Schloss Dagstuhl Seminar:” Rack-scale Computing” ‒ DIAS ‐ EPFL

Schloss Dagstuhl is a venue in the Saarland area of southwest Germany that specializes in week long seminars in computer science. The seminars typically start on a Sunday evening and last until the following Friday with an audience of around 40 participants from the international world of academia and industry. Even though the activities are subsidized by the German government which keeps expenses low, anyone can propose a seminar on a specific topic and timeslots are usually filled around 1.5 years in advance. A typical seminar program includes lectures and small group discussions with plenty of opportunities for interaction. One feature of the organization which is worth mentioning is that during the meals, the participants have to sit at randomly assigned places around the tables which promotes unplanned interactions among participants.

Recently, I had the opportunity to attend a Dagstuhl seminar on “Rack-scale Computing” (http://www.dagstuhl.de/en/program/calendar/semhp/?semnr=15421) that featured a very mixed crowd of hardware and software people and inspired many wide-ranging discussions.

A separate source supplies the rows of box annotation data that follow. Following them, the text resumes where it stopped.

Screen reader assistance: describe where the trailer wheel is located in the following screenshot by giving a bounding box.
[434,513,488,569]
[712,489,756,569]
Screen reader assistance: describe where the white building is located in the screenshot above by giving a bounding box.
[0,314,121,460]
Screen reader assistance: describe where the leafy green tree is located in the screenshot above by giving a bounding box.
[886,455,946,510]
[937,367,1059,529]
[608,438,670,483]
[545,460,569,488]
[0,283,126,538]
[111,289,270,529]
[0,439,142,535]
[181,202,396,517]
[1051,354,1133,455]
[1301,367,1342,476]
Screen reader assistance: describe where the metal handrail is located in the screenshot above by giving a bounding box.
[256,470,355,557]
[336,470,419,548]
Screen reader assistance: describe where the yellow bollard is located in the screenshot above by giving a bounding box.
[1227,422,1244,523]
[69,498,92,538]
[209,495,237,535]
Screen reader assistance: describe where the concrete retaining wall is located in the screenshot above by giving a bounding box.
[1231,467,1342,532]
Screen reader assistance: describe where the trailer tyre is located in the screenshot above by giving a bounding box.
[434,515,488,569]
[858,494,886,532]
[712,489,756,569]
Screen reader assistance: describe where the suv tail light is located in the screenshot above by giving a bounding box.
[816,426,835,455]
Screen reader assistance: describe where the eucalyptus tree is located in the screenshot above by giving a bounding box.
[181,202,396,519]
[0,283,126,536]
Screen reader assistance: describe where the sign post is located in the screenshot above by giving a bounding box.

The seminar grew out of the discussions at the first rack-scale computing workshops co-located with the Eurosys conference in 2014. Rack-scale computing is the emerging research area focusing on how to design and program the machines used in data centers. Interestingly, after a week of discussions there was no consensus on how the rack-scale systems will look like, but there was a shared sense that it will inspire many exciting research questions.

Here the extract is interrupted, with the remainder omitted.